Build a RAG application via VerticalAPI

RAG (retrieval-augmented generation) is the most common production LLM pattern in 2026 — combining a vector index, a reranker and a generation model. VerticalAPI lets you mix and match the cheapest embedding provider, the strongest reranker, and the best generation model — all behind one endpoint and one BYOK key per provider.

How it fits together

Indexing job: docs → chunker → Cohere Embed v3 → pgvector/Pinecone. Query path: question → embed → vector search → Cohere rerank → top-K chunks → Claude / GPT generation with citations. Add Redis cache on system prompts for cheap repeated calls.

Working example in python

rag.pythonPython
from openai import OpenAI

client = OpenAI(
    base_url="https://api.verticalapi.com/v1",
    api_key="vapi_...",
    default_headers={"X-Provider-Key": "sk-ant-..."}
)

# 1. Embed query (Cohere via VerticalAPI)
query_emb = client.embeddings.create(
    model="embed-english-v3",
    input=user_question
).data[0].embedding

# 2. Vector search (your DB — pgvector, Pinecone, ...)
chunks = vector_db.search(query_emb, k=20)

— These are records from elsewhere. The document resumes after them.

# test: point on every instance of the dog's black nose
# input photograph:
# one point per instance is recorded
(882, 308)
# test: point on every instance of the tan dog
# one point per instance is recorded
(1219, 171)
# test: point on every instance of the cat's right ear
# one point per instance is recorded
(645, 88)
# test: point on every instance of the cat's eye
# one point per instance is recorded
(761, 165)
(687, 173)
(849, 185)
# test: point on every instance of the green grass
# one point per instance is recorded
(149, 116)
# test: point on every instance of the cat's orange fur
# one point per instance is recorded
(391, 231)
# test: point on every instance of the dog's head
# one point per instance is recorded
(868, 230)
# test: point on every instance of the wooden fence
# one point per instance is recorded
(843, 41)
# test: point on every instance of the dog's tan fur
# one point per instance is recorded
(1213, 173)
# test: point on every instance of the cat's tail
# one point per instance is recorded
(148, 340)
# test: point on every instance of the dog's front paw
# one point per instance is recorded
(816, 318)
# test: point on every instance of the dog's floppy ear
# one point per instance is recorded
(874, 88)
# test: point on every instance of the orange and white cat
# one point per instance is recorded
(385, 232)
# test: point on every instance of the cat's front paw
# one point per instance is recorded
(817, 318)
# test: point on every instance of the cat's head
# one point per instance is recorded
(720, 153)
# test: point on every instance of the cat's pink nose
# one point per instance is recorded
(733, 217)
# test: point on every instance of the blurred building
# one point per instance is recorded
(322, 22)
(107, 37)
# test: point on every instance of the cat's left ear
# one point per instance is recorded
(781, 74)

# 3. Rerank (Cohere) and pick top 5
top_chunks = rerank(chunks, user_question)[:5]

# 4. Generate with citations
response = client.chat.completions.create(
    model="claude-sonnet-4-5",
    messages=[{
        "role": "user",
        "content": f"Answer using these sources:\n\n{top_chunks}\n\nQ: {user_question}"
    }]
)

Typical cost at production volume

A RAG app serving 50K queries/month with 5 reranked chunks of ~1K tokens each costs roughly $30-90/month: ~$5 embedding (Cohere), ~$10 rerank, $15-75 generation depending on model. Prompt caching on Claude can cut generation cost by 60-80%.

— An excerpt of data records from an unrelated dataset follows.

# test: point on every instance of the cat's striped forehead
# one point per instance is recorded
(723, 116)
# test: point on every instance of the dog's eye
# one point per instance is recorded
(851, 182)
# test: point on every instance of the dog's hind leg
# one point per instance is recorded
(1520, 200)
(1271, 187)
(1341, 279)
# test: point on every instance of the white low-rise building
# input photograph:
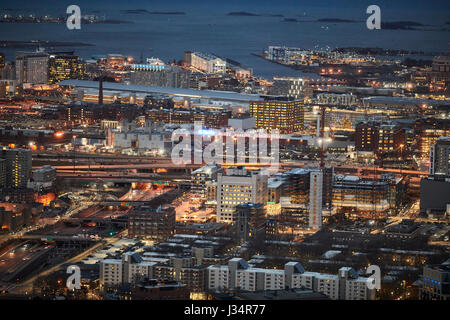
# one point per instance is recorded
(347, 285)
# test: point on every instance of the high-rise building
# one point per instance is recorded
(297, 88)
(2, 173)
(436, 282)
(236, 187)
(379, 137)
(372, 198)
(250, 222)
(18, 166)
(427, 131)
(64, 67)
(205, 62)
(315, 199)
(32, 67)
(440, 157)
(286, 116)
(149, 223)
(2, 61)
(202, 177)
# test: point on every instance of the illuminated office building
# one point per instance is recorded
(18, 166)
(236, 187)
(440, 157)
(64, 67)
(205, 62)
(315, 200)
(160, 76)
(286, 116)
(428, 131)
(436, 282)
(150, 223)
(202, 178)
(250, 222)
(379, 137)
(296, 88)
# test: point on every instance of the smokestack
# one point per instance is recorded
(100, 90)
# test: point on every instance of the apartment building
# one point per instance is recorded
(347, 285)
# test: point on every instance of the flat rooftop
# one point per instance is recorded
(180, 92)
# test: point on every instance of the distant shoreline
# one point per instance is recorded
(145, 11)
(27, 44)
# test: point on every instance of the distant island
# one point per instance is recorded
(336, 20)
(145, 11)
(47, 19)
(402, 25)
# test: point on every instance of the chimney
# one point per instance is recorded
(100, 90)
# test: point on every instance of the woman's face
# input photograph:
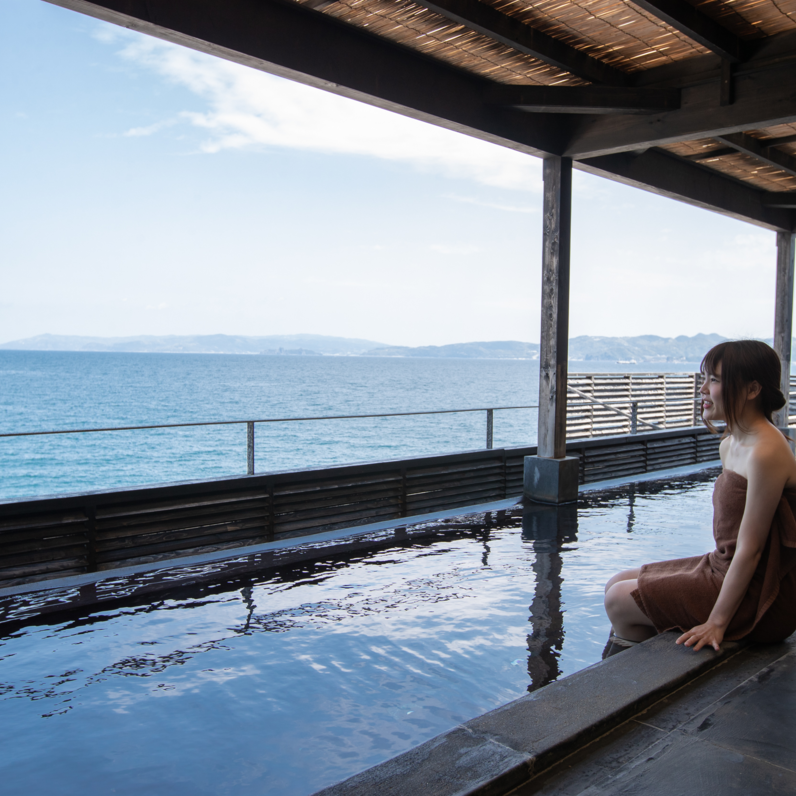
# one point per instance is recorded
(712, 407)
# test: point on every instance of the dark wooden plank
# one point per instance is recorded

See VerticalAPI plan pricing →

Common questions

Should I use long-context instead of RAG?

If your corpus fits in 200K-2M tokens and queries hit most of it, long-context (Claude Sonnet 4.5 or Gemini 2.5 Pro 2M) often beats RAG on quality and is simpler. RAG wins when corpus is large, queries are narrow, or you need provenance / citations.

Can I use Cohere embeddings with Claude generation?

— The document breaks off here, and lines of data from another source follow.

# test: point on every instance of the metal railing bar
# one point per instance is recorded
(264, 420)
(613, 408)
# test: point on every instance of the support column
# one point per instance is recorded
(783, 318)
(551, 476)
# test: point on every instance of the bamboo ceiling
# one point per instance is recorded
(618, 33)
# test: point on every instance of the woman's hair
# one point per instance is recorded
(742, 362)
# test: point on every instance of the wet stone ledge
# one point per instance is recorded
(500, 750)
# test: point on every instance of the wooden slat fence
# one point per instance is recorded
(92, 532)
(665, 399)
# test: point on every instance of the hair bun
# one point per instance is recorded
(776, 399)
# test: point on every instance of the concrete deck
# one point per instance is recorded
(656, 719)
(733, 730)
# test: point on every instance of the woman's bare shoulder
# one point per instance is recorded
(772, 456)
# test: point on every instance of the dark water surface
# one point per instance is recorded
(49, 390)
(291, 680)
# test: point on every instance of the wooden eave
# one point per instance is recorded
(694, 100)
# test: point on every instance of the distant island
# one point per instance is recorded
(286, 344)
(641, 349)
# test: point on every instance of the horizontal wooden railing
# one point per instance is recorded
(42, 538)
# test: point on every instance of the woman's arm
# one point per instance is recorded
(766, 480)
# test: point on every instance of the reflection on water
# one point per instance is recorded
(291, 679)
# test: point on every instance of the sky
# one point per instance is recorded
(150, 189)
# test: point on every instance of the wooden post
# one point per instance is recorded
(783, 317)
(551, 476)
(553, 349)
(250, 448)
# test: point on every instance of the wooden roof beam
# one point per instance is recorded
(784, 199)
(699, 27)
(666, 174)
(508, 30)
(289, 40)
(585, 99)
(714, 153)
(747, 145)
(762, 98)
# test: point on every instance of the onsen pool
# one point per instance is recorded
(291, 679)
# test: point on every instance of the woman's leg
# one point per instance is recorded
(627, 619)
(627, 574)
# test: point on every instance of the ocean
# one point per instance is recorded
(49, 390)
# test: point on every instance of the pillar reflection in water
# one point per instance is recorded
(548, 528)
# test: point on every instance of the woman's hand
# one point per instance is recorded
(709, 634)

Yes — that's the killer combo. VerticalAPI handles both providers behind one endpoint: Cohere for embed/rerank, Claude for generation. Add prompt caching to make repeated context cheap.

What's the cheapest embedding option?

Cohere Embed v3 ($0.10 / 1M tokens), text-embedding-3-small (OpenAI, $0.02 / 1M), or BGE on DeepInfra (typically <$0.05). Pick based on retrieval quality on your eval set, not raw price.